Steve Lyons’ ‘Ice Guard’ was one of the first ‘Imperial Guard’ novels that I read for the blog and was enough for me to keep an eye open for more of his work. Unfortunately for me, the next thing of his that I picked up was the audio book ‘Waiting Death’ and that didn’t work for me at all. With the scores evenly balanced, Lyons’ latest book ‘Dead Men Walking’ was always going to tip the scales one way or the other...
In the Imperium of Mankind the danger doesn’t always come from the stars; sometimes it lays waiting right beneath your feet... The workers on an Imperial mining planet have uncovered something that should have been left well buried. Now the necrons walk the planet once again and an ill equipped Planetary Defence Force is being massacred almost as a matter of course. The call for help goes out but the arrival of four regiments of the Death Korps of Krieg may not be the salvation the beleaguered populace are after.
The Death Korps of Krieg are perhaps the most brutal of the Imperial Guard regiments, prepared to sacrifice anything to kill what’s in front of them in the name of the Emperor. Anything else is of secondary importance, an outlook that lends unhealthy comparisons to the necrons that they are fighting. In the face of astronomical casualties, the Death Korps are resolute in their zeal to do the Emperor’s bidding. Will there be anything left after the guns finally fall silent?

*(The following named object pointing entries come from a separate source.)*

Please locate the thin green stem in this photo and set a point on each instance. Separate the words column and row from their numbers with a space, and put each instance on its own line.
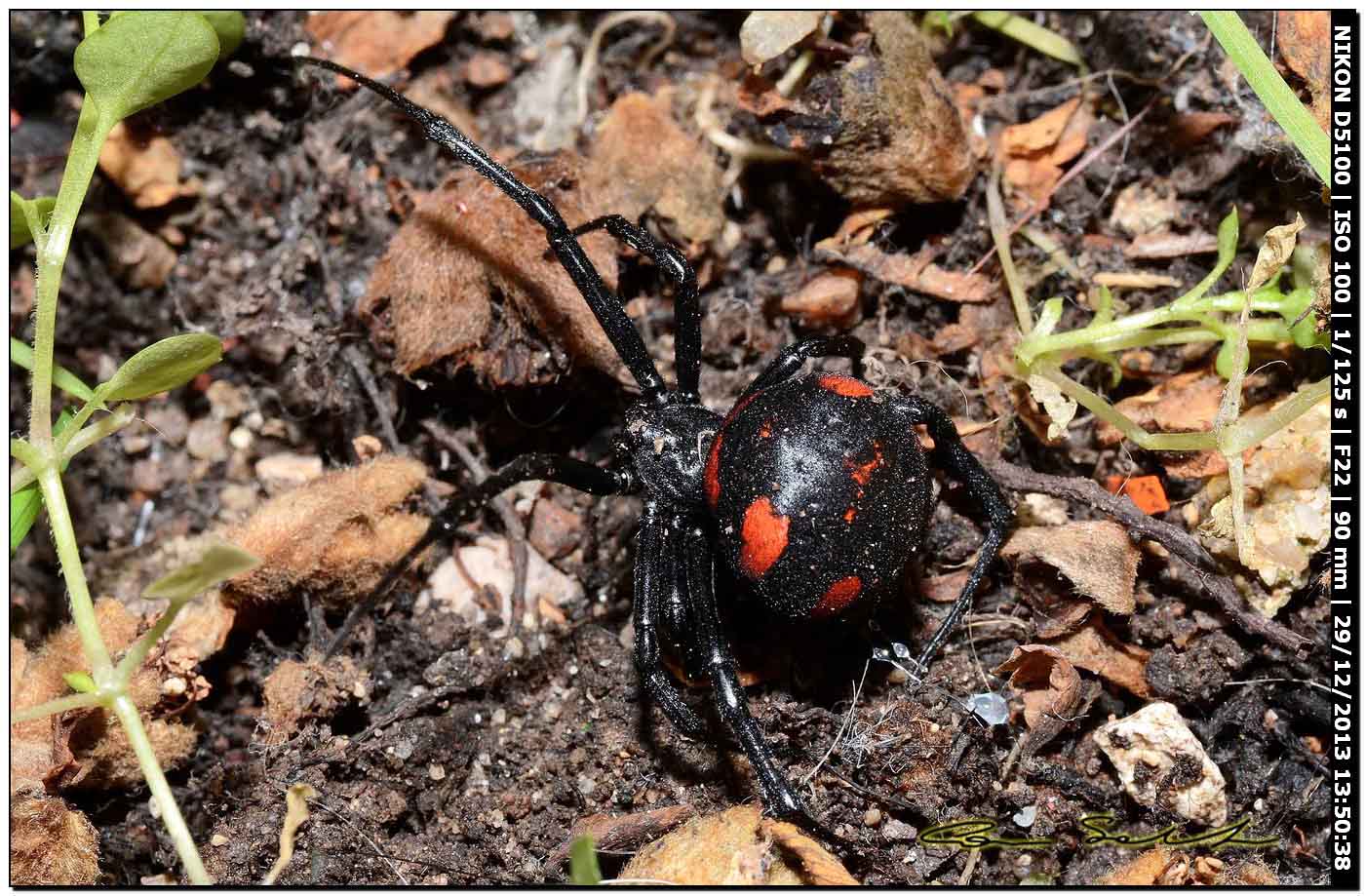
column 52, row 708
column 1245, row 433
column 1273, row 93
column 171, row 817
column 68, row 555
column 1112, row 415
column 133, row 660
column 52, row 257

If there’s one thing that you take away from Warhammer 40K fiction, it’s the sobering realisation that war is a game that no-one ever really wins (unless you’re playing the WH40K game that is, you can win that). In this universe, warfare is merely about staving off mankind’s inevitable destruction at the hands of various alien races for as long as possible. Any kind of victory is determined purely in terms of whether the enemy is still standing at the end of an engagement, never in terms of the consequences for the civilian populace. Lyons totally gets this and has written a novel that reflects it almost perfectly. ‘Dead Men Walking’ is a dark and gloomy novel that asks the question of whether you can really die a hero when, to all intents and purposes, you already see yourself as dead. The answer very much depends on who you are asking here and the results throw up some interesting contrasts between the Imperial Guard and the citizens they are tasked to protect. Gunthar Soreson’s tale is most interesting in this respect and Lyons uses it bring the effects of the war into the sharpest relief. I wasn’t sure about Arex’ narrative though. While I get how she influenced the path of other characters her story didn’t pack the same punch as others and lessened the overall impact of the novel as a whole.

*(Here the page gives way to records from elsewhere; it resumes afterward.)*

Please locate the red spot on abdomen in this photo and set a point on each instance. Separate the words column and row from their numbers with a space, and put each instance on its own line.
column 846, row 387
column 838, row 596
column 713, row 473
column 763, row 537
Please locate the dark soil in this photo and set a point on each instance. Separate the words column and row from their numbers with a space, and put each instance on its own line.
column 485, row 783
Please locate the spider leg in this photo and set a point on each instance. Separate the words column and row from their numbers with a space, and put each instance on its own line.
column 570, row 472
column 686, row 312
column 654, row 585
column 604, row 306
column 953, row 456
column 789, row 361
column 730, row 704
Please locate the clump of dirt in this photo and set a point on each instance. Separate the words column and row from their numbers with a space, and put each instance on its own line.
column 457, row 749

‘Dead Men Walking’ charts the gradual fall of an Imperial world at the hands of a particularly insidious menace. To be fair, all of the xenos races in the Warhammer universe are particularly insidious but there is something about the necrons that is especially chilling. These metal warriors display no emotion whatsoever (even the Tyranids have a form of animal rage) and are absolutely remorseless in their approach to warfare; they just won’t stop until you are dead. Lyons captures this very well, simply by sending by piling loads of necrons together and shelling them with Imperial guns.

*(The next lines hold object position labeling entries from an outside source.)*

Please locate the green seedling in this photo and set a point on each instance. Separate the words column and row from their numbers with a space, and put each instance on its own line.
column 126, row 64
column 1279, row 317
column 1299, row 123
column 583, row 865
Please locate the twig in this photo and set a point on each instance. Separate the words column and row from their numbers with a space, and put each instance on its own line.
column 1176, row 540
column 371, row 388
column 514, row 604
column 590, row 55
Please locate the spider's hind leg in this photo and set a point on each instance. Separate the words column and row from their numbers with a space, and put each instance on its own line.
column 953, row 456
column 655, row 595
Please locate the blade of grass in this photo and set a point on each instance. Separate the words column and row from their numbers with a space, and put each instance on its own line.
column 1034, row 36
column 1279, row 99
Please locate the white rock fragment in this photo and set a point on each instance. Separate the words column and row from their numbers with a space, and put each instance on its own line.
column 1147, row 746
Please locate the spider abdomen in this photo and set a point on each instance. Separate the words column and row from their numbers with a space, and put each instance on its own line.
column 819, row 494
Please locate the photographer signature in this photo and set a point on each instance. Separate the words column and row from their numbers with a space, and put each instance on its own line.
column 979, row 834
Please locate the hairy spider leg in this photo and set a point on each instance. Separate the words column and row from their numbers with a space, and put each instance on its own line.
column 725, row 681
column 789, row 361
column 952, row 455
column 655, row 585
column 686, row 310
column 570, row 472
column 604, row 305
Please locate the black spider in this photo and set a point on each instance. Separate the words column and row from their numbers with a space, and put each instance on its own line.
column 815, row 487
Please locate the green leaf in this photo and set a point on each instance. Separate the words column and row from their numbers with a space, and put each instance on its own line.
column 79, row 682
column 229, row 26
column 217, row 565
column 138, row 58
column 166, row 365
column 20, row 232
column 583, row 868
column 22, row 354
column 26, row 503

On the other side of the equation is the Death Korps, an army of men with nothing else on their mind than selling their lives to right an ancient wrong their ancestors committed. The gas masks they wear mean they show no emotion whatsoever and they are absolutely remorseless in their approach to warfare; they just won’t stop until you are dead. Lyons captures this very well, simply by lining the Death Korps up in neat ranks and marching them into range of the necron gauss weaponry.
You can see where I’m going here. Lyons is essentially showing us that there really isn’t a lot of difference between the two opposing forces; both want to win and both see the surrounding area (and its populace) as expendable materiel for exploitation. This raises some interesting points where certain characters finally begin to get an idea of the regime that they live under. It’s a shame that it comes too late to make any real difference... It also helps foster a real sense of empathy for the Death Korps themselves once you realise what has made them this way. You’ve got to feel a little sorry for them.
What I would say is that an interesting basis for comparison is sacrificed in the name of lining these opposing parties up and having them shoot at each other. Don’t get me wrong, the battle sequences are suitably intense (neither side will back down, only one can walk away at the end), and the urgency of the plot demands resolution over introspection, but it just felt that there was an opportunity missed to dig a little deeper. There’s plenty to chew on but I found myself waiting for a second course that never arrived...
Maybe that was intended though. ‘Dead Men Walking’ charts the downward spiral of an Imperial planet under attack and not only is that the main order of the day but it’s done very methodically and very well. From the first hints of an alien presence on the planet to Gunthar’s final decision at the end of; everything fits together perfectly and sends the plot rolling forwards to its inevitable conclusion. ‘Inevitable’ isn’t such a bad thing either, not when it’s written so well. If you’re a fan of the Imperial Guard, or just military sci-fi in general, then ‘Dead Men Walking’ deserves a look.